In accordance with the Nova Scotia Nurses Union, violence will be prevented.
Janet Hazleton, the union’s president, spoke up in regards to the challenge through the Federal, Provincial and Territorial Ministers of Well being assembly, which befell this week in Halifax.
“We’re saying that we need security in all our facilities 24/7,” stated Hazelton.
“We need security cameras. I think we need metal detectors. I spoke to the health ministers yesterday and the federal minister of health and I talked about this, and said it’s time.”
Karen Oldfield, CEO of Nova Scotia Well being, stated it’s doing what it will possibly to make the province’s ERs safer.
“I want them to know I’m doing everything in my power to ensure that they can feel safe in their workplace,” she stated in an interview Thursday.
She confirmed that Nova Scotia Well being had bought 5 hand-held metal-detecting wands to allow workers to seek for hid weapons, and that coaching to learn to use them has begun.

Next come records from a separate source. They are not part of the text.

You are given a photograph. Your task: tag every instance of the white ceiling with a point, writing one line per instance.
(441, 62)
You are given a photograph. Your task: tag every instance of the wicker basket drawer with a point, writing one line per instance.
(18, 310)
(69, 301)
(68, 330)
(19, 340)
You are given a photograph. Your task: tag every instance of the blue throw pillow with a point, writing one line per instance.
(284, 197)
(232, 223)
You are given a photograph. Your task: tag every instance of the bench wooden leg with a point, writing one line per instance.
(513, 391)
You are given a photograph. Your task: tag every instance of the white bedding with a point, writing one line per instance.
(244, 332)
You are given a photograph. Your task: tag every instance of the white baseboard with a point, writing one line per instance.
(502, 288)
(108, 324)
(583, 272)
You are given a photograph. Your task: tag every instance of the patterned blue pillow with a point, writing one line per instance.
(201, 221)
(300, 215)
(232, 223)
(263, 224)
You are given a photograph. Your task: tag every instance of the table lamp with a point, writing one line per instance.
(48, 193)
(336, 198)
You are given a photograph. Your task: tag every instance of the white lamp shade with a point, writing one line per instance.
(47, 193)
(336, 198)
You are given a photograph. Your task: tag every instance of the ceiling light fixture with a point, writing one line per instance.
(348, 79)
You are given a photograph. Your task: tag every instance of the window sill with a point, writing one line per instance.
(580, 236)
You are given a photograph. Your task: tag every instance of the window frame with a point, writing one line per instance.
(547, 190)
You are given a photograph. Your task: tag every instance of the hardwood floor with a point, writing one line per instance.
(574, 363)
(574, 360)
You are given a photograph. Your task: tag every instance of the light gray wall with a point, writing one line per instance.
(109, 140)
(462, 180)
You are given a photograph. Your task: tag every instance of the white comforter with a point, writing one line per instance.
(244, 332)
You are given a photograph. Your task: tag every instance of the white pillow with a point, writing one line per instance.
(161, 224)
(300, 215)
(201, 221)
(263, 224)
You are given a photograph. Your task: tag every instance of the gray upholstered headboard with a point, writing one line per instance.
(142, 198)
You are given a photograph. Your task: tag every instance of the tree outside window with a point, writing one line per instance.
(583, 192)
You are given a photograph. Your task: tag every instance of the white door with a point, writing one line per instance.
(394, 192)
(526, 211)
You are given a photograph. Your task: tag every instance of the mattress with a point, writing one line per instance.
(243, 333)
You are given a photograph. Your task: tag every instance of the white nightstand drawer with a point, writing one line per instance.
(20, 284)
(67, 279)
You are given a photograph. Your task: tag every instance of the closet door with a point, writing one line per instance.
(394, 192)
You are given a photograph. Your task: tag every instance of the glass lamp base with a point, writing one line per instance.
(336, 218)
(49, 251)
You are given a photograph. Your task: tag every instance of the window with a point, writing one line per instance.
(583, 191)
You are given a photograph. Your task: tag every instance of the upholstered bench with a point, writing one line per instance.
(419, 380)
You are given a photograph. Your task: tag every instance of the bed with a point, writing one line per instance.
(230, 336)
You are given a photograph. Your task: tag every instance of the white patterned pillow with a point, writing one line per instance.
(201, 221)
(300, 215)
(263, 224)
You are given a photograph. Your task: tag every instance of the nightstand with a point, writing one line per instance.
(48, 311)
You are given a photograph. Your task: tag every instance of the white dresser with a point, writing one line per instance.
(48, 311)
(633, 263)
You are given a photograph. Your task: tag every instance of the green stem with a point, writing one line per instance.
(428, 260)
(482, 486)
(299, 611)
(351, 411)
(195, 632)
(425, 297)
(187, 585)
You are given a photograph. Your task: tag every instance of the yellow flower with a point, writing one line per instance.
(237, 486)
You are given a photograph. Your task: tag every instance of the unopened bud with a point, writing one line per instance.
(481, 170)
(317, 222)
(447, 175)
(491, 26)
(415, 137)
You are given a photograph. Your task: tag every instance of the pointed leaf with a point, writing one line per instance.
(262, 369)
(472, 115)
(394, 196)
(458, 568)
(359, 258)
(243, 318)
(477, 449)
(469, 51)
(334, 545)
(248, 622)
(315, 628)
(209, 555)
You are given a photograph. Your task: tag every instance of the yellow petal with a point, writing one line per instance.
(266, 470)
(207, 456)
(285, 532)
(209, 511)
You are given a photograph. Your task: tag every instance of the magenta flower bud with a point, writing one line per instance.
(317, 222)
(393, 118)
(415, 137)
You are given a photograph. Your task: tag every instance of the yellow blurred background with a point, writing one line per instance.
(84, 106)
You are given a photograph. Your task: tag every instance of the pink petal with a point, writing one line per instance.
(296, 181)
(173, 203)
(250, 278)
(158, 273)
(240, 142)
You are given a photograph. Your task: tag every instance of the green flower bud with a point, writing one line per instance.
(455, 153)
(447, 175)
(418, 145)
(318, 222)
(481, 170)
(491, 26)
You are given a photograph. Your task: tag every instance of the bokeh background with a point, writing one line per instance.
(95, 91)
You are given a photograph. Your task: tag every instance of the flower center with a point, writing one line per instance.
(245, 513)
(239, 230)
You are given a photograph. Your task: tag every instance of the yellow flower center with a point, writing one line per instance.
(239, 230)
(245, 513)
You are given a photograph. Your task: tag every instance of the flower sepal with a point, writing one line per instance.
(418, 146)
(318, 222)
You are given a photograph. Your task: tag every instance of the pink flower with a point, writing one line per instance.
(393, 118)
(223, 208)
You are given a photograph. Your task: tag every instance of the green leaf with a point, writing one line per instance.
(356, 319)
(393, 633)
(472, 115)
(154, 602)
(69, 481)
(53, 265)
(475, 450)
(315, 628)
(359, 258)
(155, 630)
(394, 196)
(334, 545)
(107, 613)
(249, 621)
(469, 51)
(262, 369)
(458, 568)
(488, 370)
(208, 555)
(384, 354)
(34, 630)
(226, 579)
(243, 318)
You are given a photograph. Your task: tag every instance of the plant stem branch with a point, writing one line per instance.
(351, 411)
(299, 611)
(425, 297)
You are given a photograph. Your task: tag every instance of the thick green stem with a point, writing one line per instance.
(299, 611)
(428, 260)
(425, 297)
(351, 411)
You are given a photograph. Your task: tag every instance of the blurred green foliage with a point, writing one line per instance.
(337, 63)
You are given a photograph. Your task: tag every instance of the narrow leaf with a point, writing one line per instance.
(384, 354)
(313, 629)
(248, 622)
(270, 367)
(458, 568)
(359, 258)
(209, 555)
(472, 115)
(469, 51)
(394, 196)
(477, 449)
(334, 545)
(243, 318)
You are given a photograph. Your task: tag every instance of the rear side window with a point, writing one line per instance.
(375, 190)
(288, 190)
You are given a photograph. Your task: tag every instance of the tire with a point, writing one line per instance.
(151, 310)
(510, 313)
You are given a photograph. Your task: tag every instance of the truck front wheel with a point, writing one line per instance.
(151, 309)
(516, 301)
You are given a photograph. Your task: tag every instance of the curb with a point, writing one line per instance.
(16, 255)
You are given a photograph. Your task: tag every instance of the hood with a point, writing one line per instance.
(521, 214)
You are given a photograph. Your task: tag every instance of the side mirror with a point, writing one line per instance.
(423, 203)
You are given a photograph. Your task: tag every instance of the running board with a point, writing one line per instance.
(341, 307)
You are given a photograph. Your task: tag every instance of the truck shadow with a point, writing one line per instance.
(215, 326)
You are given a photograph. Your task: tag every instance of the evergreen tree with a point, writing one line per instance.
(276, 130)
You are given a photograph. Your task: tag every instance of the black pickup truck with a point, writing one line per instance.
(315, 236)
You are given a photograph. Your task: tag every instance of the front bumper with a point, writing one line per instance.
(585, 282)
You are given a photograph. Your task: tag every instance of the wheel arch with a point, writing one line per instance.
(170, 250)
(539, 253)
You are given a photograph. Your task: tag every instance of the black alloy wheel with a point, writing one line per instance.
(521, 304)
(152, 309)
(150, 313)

As nicely, she stated contract negotiations with the province’s nurses had led to an settlement to spend $7 million on new safety measures, resembling threat assessments and teaching programs. And he or she careworn that the well being authority and the nurses union have been deciding collectively on tips on how to make investments these funds.
In connection to Wednesday’s incident, 32-year-old Nicholas Robert Coulombe, of Halifax, is going through one depend of tried homicide, three counts of aggravated assault, three counts of assault with a weapon, and two counts of possession of a harmful weapon for the aim of committing against the law.